What a private-practice therapist should actually do now
You don't get to wait for the system. So, practically:
- Track the clock on in-scope plans. For Medicare Advantage, Medicaid, CHIP, and exchange QHPs, the 72-hour and 7-day deadlines are now yours to hold them to. Calendar the deadline when you submit. A late decision is leverage.
- Make them name the reason. The specific-denial-reason requirement is the most useful thing in this rule. When a denial comes back vague, push for the concrete reason — it's required now — and build the appeal from it.
- Document for the appeal from day one, not after the denial. The 79% of clinicians who report patients abandoning treatment during prior-auth delays (AMA, 2025 survey) aren't losing on the merits. They're losing on the wait.
- For commercial, ERISA, and drug PAs: nothing changed. Keep your existing defensive process. Don't assume the new timelines cover a client they don't.
- Get ready for 2027 now. The electronic prior auth is coming.

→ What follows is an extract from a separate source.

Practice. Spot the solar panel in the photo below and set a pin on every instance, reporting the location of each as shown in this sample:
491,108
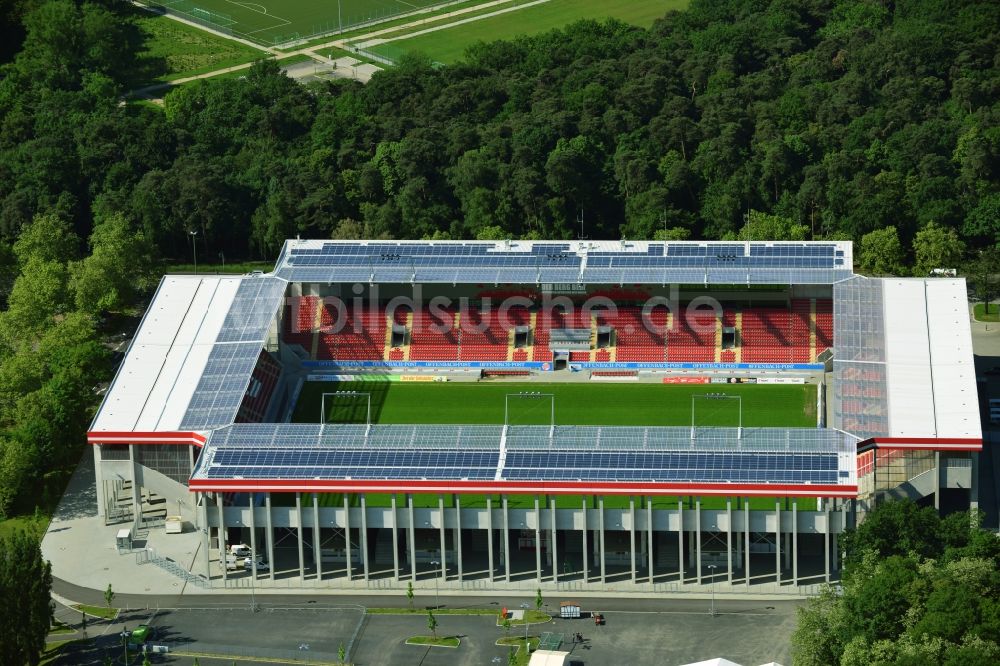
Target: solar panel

When it lands, the practices that already keep clean, structured, exportable records will switch on; the ones still living in a Word doc and a fax cover sheet will be retrofitting under a deadline. That readiness is roughly the whole point of what therapists actually want in an EMR.
FAQ
Does CMS-0057-F apply to commercial insurance?
Mostly no. It binds Medicare Advantage, Medicaid, CHIP, and Qualified Health Plans on the federal exchange. Commercial and employer-sponsored (ERISA) plans are not covered — the only commercial plans in scope are exchange QHPs.
Does the 72-hour rule cover mental health?
For services under in-scope plans, yes — the decision timelines apply to behavioral-health prior authorizations the same as other care. But prescription drugs are excluded, commercial and ERISA plans are out, and the electronic submission that actually reduces clinician paperwork does not take effect until 2027.
When does electronic prior authorization start?
The FHIR-based prior authorization API requirement takes effect January 1, 2027. The 2026 changes are decision timelines and denial-reason transparency, not electronic submission.
Does missing the 72-hour deadline auto-approve my authorization?
No. A missed deadline means the payer is out of compliance, but it does not automatically approve the request. You still have to pursue it.